Whilst showing an important measure of success in various contexts, the Secretary-General’s ‘list of shame’ has remained deafeningly silent regarding the ongoing conflict in Israel and the Occupied Palestinian Territory, and historically with respect to Israel and Palestinian armed groups. Despite references to grave violations against children in Israel and the Occupied Palestinian Territory in every report since 2005, and enduring numbers of grave violations year-on-year, the Israel Defense Forces has never been listed, nor have Palestinian armed groups. On 16 November 2023, key child rights professionals called for the immediate listing of the Israel Defense Forces, Hamas, and Islamic Jihad, recognizing the importance of this mechanism and how impactful it can be with respect to protecting children’s safeguards in armed conflict. 

Other Influential Actors 

In recent decades, alternative avenues to increase compliance with international law in armed conflict have paid particular attention to the role of actors that are more proximate societally to parties to conflict. This might be the case with civilians and tribal or religious leaders. A recent research project has found clear evidence that religious leaders influence the behaviors of States and NSAGs. Humanitarian NGOs have engaged with religious leaders towards leveraging their influence potential. Such humanitarian engagement recognizes that which has been justified on the following basis:

To retain its protective force, norms-compliance work has had to expand its foci in terms of engagement – drawing on local values, secular and religious norms, and customary practices in addition to (international) law. In respect to the targets of engagement, a broadening of the pool of addresse[e]s can be observed, beyond direct parties to conflict to a variety of other actors with potential influence on armed actors (at 8).
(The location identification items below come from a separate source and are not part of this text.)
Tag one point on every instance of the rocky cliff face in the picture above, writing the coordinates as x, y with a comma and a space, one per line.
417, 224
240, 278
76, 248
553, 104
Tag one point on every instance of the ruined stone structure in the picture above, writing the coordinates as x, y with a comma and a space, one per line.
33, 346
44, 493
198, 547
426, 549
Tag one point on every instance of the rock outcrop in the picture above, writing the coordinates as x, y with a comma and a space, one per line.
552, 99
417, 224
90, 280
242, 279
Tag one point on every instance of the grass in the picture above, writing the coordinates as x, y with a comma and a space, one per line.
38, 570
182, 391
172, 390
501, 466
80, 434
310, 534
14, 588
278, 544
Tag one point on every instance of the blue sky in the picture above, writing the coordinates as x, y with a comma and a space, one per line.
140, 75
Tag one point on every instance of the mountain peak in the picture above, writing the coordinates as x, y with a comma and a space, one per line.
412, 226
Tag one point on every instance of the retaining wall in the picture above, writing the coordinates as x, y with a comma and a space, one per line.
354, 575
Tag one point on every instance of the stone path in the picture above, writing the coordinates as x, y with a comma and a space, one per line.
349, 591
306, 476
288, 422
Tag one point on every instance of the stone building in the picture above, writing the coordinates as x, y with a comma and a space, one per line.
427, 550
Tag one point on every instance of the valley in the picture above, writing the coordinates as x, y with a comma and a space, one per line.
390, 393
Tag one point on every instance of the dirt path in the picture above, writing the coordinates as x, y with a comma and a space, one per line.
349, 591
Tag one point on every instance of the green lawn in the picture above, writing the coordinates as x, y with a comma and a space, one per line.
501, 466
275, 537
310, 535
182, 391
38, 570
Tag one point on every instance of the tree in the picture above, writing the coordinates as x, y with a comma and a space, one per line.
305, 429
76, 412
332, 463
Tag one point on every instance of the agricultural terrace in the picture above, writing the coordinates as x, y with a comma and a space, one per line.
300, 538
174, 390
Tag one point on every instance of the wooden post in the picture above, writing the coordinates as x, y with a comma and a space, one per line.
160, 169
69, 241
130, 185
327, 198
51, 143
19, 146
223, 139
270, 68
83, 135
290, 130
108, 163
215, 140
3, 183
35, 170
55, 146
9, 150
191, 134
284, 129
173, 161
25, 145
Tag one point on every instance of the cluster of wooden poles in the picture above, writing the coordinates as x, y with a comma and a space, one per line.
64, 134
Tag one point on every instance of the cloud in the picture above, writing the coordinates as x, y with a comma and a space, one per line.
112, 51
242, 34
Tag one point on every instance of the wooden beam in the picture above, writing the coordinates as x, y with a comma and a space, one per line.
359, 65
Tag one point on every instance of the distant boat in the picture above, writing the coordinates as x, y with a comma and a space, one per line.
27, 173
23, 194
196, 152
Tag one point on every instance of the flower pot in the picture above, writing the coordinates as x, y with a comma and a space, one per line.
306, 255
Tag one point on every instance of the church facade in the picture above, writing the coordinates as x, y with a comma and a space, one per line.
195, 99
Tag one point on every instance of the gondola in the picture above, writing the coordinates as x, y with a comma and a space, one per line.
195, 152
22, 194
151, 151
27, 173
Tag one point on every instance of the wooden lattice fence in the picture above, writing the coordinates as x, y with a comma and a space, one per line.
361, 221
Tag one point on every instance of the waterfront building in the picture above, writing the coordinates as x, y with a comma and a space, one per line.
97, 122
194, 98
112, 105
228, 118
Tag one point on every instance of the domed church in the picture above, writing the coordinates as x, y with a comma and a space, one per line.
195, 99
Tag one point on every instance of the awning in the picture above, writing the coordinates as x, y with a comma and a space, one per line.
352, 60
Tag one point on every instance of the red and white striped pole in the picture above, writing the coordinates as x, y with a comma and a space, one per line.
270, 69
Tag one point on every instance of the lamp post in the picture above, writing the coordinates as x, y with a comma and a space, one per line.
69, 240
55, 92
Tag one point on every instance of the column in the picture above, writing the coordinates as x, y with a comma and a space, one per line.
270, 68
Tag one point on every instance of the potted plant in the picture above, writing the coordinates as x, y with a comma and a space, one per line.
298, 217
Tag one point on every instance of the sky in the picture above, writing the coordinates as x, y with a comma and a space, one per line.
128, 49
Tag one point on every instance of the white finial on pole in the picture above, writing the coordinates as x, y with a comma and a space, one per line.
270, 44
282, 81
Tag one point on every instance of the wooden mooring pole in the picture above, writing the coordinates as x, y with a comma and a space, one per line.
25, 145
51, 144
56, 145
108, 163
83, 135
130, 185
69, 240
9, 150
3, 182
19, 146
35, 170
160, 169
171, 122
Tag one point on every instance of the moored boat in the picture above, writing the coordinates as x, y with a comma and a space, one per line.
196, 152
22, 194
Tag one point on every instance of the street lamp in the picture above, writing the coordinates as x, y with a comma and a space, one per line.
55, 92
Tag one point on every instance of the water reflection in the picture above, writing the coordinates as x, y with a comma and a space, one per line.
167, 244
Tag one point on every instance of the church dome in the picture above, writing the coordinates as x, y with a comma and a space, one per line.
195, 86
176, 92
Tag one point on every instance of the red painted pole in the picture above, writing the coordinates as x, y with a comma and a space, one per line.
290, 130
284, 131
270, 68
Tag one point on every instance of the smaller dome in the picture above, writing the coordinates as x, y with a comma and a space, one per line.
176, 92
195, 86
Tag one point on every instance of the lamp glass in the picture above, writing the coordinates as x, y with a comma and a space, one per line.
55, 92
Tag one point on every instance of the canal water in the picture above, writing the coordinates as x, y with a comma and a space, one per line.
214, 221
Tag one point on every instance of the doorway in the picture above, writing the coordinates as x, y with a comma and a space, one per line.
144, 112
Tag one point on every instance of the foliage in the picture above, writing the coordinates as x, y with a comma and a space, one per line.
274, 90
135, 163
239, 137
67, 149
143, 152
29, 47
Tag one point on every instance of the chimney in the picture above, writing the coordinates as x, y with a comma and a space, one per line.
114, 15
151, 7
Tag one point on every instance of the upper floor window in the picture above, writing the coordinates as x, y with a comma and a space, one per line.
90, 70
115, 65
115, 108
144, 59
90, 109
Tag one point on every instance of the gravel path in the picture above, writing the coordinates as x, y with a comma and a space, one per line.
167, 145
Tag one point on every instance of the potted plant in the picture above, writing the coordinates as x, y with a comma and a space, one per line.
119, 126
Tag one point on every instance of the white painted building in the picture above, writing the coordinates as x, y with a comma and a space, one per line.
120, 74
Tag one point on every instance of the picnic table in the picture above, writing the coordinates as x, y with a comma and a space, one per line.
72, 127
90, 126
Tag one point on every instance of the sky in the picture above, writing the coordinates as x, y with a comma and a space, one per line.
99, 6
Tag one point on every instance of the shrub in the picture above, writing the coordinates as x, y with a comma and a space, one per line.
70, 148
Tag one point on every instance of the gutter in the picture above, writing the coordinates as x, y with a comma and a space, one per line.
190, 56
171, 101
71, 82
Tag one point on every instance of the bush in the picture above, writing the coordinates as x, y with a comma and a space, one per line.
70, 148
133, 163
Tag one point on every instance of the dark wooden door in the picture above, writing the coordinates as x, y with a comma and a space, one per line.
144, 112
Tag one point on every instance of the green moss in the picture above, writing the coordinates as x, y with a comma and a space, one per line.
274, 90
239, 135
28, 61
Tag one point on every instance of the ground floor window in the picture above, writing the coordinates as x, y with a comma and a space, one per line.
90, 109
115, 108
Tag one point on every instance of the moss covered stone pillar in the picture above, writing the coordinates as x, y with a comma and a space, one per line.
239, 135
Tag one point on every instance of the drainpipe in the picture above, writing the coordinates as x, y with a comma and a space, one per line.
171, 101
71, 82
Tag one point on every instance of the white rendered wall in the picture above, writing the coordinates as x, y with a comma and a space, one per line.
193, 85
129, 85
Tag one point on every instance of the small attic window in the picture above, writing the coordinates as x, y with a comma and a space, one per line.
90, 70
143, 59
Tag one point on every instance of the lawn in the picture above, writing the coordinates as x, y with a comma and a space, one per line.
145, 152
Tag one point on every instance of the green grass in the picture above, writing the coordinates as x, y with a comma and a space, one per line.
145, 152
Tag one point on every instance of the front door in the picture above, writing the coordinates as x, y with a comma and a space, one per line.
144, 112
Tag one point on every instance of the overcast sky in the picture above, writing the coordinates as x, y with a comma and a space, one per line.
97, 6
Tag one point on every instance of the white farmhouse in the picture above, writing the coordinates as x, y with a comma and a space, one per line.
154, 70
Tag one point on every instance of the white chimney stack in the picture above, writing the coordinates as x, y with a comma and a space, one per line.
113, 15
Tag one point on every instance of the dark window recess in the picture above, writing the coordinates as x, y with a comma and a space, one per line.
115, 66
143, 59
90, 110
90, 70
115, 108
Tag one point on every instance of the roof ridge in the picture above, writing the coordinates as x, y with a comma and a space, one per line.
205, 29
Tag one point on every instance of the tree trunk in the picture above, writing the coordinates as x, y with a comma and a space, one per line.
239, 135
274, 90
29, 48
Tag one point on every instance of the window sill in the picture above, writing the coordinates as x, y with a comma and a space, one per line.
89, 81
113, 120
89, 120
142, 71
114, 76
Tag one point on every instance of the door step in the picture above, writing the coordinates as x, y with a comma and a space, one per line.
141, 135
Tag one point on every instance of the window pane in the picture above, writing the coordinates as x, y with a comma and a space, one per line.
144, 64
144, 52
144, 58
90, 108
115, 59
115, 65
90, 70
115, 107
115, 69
Importantly, religious leaders have promoted behavioral change with respect to the use and recruitment of children in various contexts. An example of this is the case of the Kachin Independence Army (KIA) in Myanmar (at 25) or the Moro Islamic Liberation Front (MILF) in the Philippines (at 537) which indicate that, in the last decade, there has been an increased awareness of international standards on this issue among key stakeholders, and that religious actors were instrumental.  

***

The international community’s awareness of the effect war has on children has much improved and collectively a light has been shone on this once invisible impact. Both directly and indirectly, the above actors can, and do, contribute to successful behavioral change by parties to armed conflict. For instance, over 170,000 children have been released by armed actors after being engaged by the UN. Other cases took place after Geneva Call’s engagements. Evidently, encouraging armed actors to comply with international law on child protection is not as insurmountable as it may at first appear, and thus, more efforts are needed to bolster IHL and IHRL compliance and to increase the protection of children in armed conflict.